When I was watching the press conference prior to the Yankees home-opener against the Orioles last week, I saw Derek Jeter interviewed. He was asked at one point about his success in 1996 and not being able to predict his career path then, but how could he be so confident that he would focus on baseball and not get caught up in any distractions. What he said in response resonated with me, because in many ways, it was what I think about writing. (The question comes at the 6:45 mark if you want to jump right to it.)
What Jeter says (with a little cleaning up on my part) is:
I came up in a culture where you were never promised a job. We had to perform in order to keep our job and that’s the mindset we had going into every season… If you didn’t do your job, the boss would get rid of you. So every spring training, every off-season, I trained and prepared for the opportunity to win a job. So I never take anything for granted.
I very much believe in this philosophy when it comes to my own writing. Almost no writer is promised a job (e.g. a story sale, a novel sale, etc.) at the outset of his or her career. You have to earn it. For a rare set of people, this may not be difficult. There are geniuses in all walks of life. But for me, it meant 14 years of practice, 14 years of persistence, and 14 years of enough self-confidence to believe that I could eventually do it. And as Jeter points out, that is just the beginning. “If you didn’t do your job, the boss would get rid of you.” I put in my best effort on every story that I write.
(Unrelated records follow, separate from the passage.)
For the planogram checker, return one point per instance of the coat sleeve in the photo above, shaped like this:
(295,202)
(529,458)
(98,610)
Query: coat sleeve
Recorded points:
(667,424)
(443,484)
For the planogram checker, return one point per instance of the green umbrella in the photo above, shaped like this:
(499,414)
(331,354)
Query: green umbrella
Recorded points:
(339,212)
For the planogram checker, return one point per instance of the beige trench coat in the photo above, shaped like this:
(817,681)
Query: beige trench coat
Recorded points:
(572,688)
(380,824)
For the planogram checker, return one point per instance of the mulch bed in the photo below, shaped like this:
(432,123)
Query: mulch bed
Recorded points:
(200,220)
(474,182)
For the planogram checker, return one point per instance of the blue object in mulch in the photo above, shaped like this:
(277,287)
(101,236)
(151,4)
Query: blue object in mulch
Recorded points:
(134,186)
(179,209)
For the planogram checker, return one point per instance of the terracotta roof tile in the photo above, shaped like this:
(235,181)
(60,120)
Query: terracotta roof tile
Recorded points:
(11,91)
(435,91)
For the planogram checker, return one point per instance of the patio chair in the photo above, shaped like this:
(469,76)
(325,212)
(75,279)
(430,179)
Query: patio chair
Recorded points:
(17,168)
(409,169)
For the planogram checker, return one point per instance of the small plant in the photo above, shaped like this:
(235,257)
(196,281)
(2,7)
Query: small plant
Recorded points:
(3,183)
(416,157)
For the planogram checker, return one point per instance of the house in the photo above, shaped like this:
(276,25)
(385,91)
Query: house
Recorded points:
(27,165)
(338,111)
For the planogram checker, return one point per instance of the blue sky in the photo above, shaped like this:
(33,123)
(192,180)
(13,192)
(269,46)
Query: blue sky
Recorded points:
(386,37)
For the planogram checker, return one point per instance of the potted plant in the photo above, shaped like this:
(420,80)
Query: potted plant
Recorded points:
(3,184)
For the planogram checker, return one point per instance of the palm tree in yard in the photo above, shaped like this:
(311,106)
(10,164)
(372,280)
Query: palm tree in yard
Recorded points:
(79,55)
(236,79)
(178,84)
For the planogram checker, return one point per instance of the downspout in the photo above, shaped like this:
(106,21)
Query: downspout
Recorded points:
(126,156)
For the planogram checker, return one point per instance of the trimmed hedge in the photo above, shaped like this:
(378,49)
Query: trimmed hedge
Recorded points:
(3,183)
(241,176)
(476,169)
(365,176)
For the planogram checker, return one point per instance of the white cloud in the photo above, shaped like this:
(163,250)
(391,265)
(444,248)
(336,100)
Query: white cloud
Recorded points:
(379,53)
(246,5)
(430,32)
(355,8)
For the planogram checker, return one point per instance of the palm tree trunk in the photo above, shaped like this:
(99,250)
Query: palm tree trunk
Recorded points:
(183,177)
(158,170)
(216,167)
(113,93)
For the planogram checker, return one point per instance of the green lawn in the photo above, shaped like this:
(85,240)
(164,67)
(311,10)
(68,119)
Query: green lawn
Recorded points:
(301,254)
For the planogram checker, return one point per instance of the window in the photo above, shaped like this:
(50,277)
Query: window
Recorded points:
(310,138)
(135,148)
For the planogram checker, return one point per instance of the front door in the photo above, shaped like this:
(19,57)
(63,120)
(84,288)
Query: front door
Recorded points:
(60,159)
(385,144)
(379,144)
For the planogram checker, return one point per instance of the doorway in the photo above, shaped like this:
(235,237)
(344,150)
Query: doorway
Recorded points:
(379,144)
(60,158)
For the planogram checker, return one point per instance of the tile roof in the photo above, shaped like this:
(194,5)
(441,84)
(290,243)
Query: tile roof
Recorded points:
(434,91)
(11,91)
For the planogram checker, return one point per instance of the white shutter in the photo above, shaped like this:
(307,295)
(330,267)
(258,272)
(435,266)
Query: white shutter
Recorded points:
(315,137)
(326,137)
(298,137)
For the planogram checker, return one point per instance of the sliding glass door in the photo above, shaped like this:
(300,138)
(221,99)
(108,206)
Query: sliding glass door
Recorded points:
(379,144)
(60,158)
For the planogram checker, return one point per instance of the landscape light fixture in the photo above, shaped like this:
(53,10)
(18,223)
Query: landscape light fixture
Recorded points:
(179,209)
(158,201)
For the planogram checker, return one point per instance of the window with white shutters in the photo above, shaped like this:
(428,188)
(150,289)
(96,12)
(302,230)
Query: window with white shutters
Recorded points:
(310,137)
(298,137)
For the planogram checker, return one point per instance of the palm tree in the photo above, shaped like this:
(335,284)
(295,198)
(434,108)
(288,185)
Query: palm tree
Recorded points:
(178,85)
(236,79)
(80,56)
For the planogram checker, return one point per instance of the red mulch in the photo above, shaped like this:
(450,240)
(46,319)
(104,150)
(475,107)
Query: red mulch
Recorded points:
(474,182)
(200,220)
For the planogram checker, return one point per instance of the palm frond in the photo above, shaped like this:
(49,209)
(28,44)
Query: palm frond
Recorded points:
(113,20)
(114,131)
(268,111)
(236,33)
Not all of them are good enough and I don’t win every job.
Still, I practice every day. I write every day. I try new things in my stories, and while I am no all-star, I think I am making steady improvements. What Jeter says is something that I thinks irks some new writers trying to break in and make their first sale, be it a novel or a story. There is a belief out there that writing really isn’t that hard, that there is some formula or trick to getting published–or, if self-publishing, being a success. If there is, I don’t know it. The only trick I know is working as hard as I can at something I love. As Jeter says, I never take the job for granted, never assume that a story of mine will be published, and never assume that just because one story had a measure of success, another deserves equal success.
For me, however, I like the hard work. The satisfaction of seeing a story in print and knowing how much of an effort you put in to make it a success is worth every minute of effort.